In [1]:
from transformers import BartForConditionalGeneration, BartTokenizer
from tqdm import tqdm

import pandas as pd
import spacy
import torch
import os
import re

In [2]:
nlp = spacy.load("en_core_web_sm")
model = BartForConditionalGeneration.from_pretrained("facebook/perturber").to(device="cuda")
tokenizer = BartTokenizer.from_pretrained("facebook/perturber")

In [3]:
DIMENSION = "gender"
ENTITY_TYPE = ["PERSON", "ORG"]
TARGET = "woman"

In [None]:
RAW_PATH = "../../data/raw"
PROCESSED_PATH = "../../data/processed"
SEP = "<PERT_SEP>"

In [None]:
target_entities = pd.read_csv("../../heterogeneity/lists_for_perturbations/names_swaps.csv")

In [6]:
target_entities

Unnamed: 0,NamedEntity,GenderSwapEntity
0,Barack Obama,Hillary Clinton
1,George Bush,Sarah Palin
2,Donald Trump,Marine Le-Pen
3,Bill Clinton,Theresa May
4,Jesus Christ,Alexandria Ocasio-Cortez
5,Vladimir Putin,Angela Merkel
6,Adolf Hitler,Jacinda Ardern
7,Ronald Reagan,Margaret Thatcher
8,Ted Cruz,Paula Dobrainsky
9,Mitt Romney,Nirmala Sitharaman


In [None]:
twitter_to_entity =  pd.read_csv("../../heterogeneity/lists_for_perturbations/twitter_user_to_entity.csv").dropna()

In [8]:
twitter_to_entity

Unnamed: 0,User,UserSwap
0,@BarackObama,Barack Obama
1,@TheBushCenter,George Bush
2,@realDonaldTrump,Donald Trump
3,@BillClinton,Bill Clinton
5,@KremlinRussia_E,Vladimir Putin
7,@RonaldReagan,Ronald Reagan
8,@SenTedCruz,Ted Cruz
9,@MittRomney,Mitt Romney
10,@SenJohnMcCain,John McCain
12,@FukuyamaFrancis,Francis Fukuyama


In [9]:
def replace_entity(text, entity, df, search_column, return_column):
    # Check if the substring is present in the search column
    mask = df[search_column].str.contains(entity)

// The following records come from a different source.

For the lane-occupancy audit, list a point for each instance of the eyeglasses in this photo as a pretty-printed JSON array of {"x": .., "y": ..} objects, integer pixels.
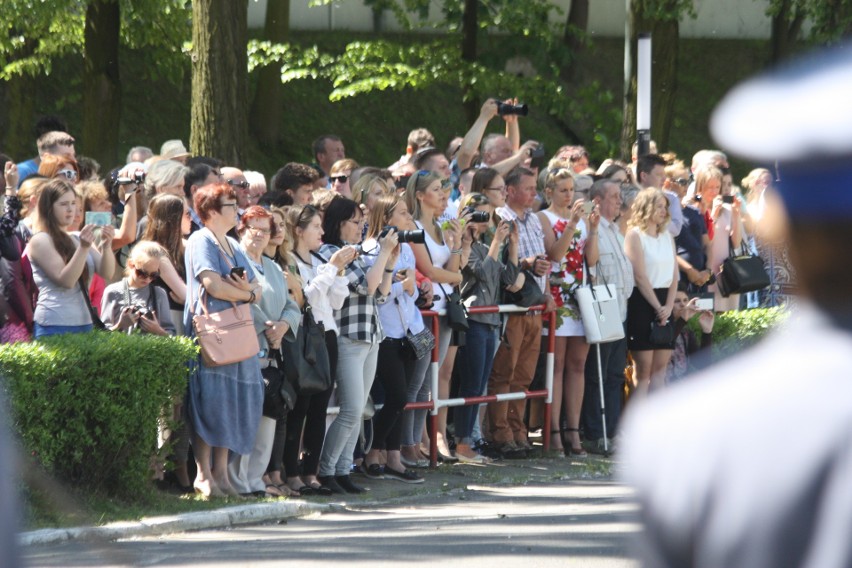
[
  {"x": 259, "y": 230},
  {"x": 240, "y": 184},
  {"x": 70, "y": 175},
  {"x": 144, "y": 274}
]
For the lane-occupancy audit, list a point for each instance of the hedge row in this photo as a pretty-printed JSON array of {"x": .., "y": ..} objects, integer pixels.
[{"x": 86, "y": 406}]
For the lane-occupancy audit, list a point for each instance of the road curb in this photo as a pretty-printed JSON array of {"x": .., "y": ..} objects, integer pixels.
[{"x": 154, "y": 526}]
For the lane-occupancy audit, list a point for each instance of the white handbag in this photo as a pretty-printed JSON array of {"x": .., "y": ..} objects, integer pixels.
[{"x": 600, "y": 312}]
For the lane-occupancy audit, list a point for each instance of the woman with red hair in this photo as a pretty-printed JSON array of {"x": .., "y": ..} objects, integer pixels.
[{"x": 224, "y": 403}]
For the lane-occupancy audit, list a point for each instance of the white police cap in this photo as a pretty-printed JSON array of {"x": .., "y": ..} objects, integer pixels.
[{"x": 800, "y": 112}]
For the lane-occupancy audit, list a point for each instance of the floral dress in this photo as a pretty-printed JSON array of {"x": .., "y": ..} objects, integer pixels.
[{"x": 566, "y": 276}]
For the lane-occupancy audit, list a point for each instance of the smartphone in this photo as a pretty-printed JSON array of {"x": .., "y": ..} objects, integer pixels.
[
  {"x": 99, "y": 218},
  {"x": 705, "y": 302}
]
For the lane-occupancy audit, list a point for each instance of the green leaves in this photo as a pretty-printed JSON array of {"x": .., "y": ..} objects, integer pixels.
[{"x": 86, "y": 405}]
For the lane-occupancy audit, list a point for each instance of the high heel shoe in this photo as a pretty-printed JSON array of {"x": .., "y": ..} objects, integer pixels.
[{"x": 573, "y": 451}]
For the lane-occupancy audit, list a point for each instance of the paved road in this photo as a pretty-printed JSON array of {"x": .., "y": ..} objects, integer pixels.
[{"x": 576, "y": 523}]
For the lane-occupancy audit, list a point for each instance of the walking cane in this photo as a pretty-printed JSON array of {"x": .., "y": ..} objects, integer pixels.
[{"x": 603, "y": 405}]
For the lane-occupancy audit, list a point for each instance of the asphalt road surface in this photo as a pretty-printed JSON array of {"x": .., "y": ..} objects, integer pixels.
[{"x": 570, "y": 523}]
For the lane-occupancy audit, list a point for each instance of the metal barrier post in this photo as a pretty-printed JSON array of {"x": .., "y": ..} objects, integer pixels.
[
  {"x": 433, "y": 414},
  {"x": 548, "y": 378}
]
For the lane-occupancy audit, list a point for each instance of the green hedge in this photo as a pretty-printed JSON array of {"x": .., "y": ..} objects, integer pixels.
[
  {"x": 86, "y": 405},
  {"x": 735, "y": 330}
]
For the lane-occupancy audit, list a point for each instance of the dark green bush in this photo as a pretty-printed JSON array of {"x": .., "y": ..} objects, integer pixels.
[
  {"x": 86, "y": 405},
  {"x": 733, "y": 331}
]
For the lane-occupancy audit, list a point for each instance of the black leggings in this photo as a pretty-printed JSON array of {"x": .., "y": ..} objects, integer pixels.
[
  {"x": 394, "y": 371},
  {"x": 309, "y": 416}
]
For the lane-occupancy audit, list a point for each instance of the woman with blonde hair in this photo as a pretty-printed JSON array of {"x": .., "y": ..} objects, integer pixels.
[
  {"x": 570, "y": 238},
  {"x": 651, "y": 251},
  {"x": 439, "y": 259},
  {"x": 63, "y": 264}
]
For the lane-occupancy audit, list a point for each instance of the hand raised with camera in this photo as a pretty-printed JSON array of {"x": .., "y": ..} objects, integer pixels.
[
  {"x": 126, "y": 319},
  {"x": 150, "y": 324},
  {"x": 342, "y": 257}
]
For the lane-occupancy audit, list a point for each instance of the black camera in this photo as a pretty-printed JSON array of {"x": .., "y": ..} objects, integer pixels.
[
  {"x": 138, "y": 178},
  {"x": 504, "y": 109},
  {"x": 477, "y": 216},
  {"x": 141, "y": 310},
  {"x": 416, "y": 236}
]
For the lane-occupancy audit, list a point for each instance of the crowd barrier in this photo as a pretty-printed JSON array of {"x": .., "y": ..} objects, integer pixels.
[{"x": 435, "y": 404}]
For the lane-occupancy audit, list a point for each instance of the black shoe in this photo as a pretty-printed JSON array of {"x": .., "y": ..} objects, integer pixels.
[
  {"x": 330, "y": 482},
  {"x": 345, "y": 482},
  {"x": 406, "y": 476}
]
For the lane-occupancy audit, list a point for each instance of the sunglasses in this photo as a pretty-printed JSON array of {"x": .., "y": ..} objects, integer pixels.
[
  {"x": 144, "y": 274},
  {"x": 70, "y": 175},
  {"x": 240, "y": 184}
]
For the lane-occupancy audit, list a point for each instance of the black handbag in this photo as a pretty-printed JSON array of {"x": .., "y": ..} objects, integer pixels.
[
  {"x": 306, "y": 362},
  {"x": 420, "y": 344},
  {"x": 456, "y": 312},
  {"x": 742, "y": 273},
  {"x": 279, "y": 396},
  {"x": 530, "y": 293},
  {"x": 662, "y": 335}
]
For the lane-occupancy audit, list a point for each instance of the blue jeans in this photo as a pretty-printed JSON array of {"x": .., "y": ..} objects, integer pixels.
[
  {"x": 613, "y": 361},
  {"x": 475, "y": 361},
  {"x": 45, "y": 330},
  {"x": 356, "y": 369}
]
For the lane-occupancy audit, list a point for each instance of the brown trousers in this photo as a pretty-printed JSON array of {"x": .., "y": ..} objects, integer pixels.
[{"x": 514, "y": 367}]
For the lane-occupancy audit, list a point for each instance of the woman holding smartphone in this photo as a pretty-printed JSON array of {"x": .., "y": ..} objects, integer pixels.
[
  {"x": 570, "y": 237},
  {"x": 63, "y": 264},
  {"x": 397, "y": 364},
  {"x": 360, "y": 335}
]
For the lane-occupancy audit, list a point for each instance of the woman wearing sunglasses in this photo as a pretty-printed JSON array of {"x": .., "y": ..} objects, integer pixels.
[{"x": 134, "y": 302}]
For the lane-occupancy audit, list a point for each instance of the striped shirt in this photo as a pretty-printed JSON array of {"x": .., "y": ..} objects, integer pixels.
[{"x": 358, "y": 318}]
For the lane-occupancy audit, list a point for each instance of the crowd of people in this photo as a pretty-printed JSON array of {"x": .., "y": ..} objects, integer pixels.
[{"x": 151, "y": 243}]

    # If a match is found, return the corresponding value from the return column
    if mask.any():
        swap_entity = df.loc[mask, return_column].iloc[0]
        regex = f"([A-Z]([a-z]+|\.)\s*)*{entity.split(' ')[-1]}"
        text = re.sub(r''+regex, swap_entity, text)
    return text

In [10]:
def preprocess_text(text):
    text_entity_to_substitute = (text, None)
    tw_users = twitter_to_entity["User"].to_list()
    for entity in tw_users:
        if entity in text:
            text = replace_entity(text, entity, twitter_to_entity, "User", "UserSwap")
    # Create Doc object
    doc2 = nlp(text)
    # print([(ent.text, ent.label_) for ent in doc2.ents])
    # Identify the entities
    entities = [ent.text for ent in doc2.ents if ent.label_ in ENTITY_TYPE]
    # print("entities: ", entities)
    if entities:
        matched_entities = []
        for entity in entities:
            if any(entity in token for token in target_entities['NamedEntity'].to_list()):
                is_substring_present = target_entities['NamedEntity'].str.contains(entity)
                entity_to_substitute = target_entities.loc[is_substring_present, 'NamedEntity'].values[0]
                if entity != entity_to_substitute:
                    text = text.replace(entity, entity_to_substitute)
                matched_entities.append((text, entity_to_substitute))
        if matched_entities:
            # print("matched_ entities: ", matched_entities[0][1])
            text_entity_to_substitute = matched_entities[0]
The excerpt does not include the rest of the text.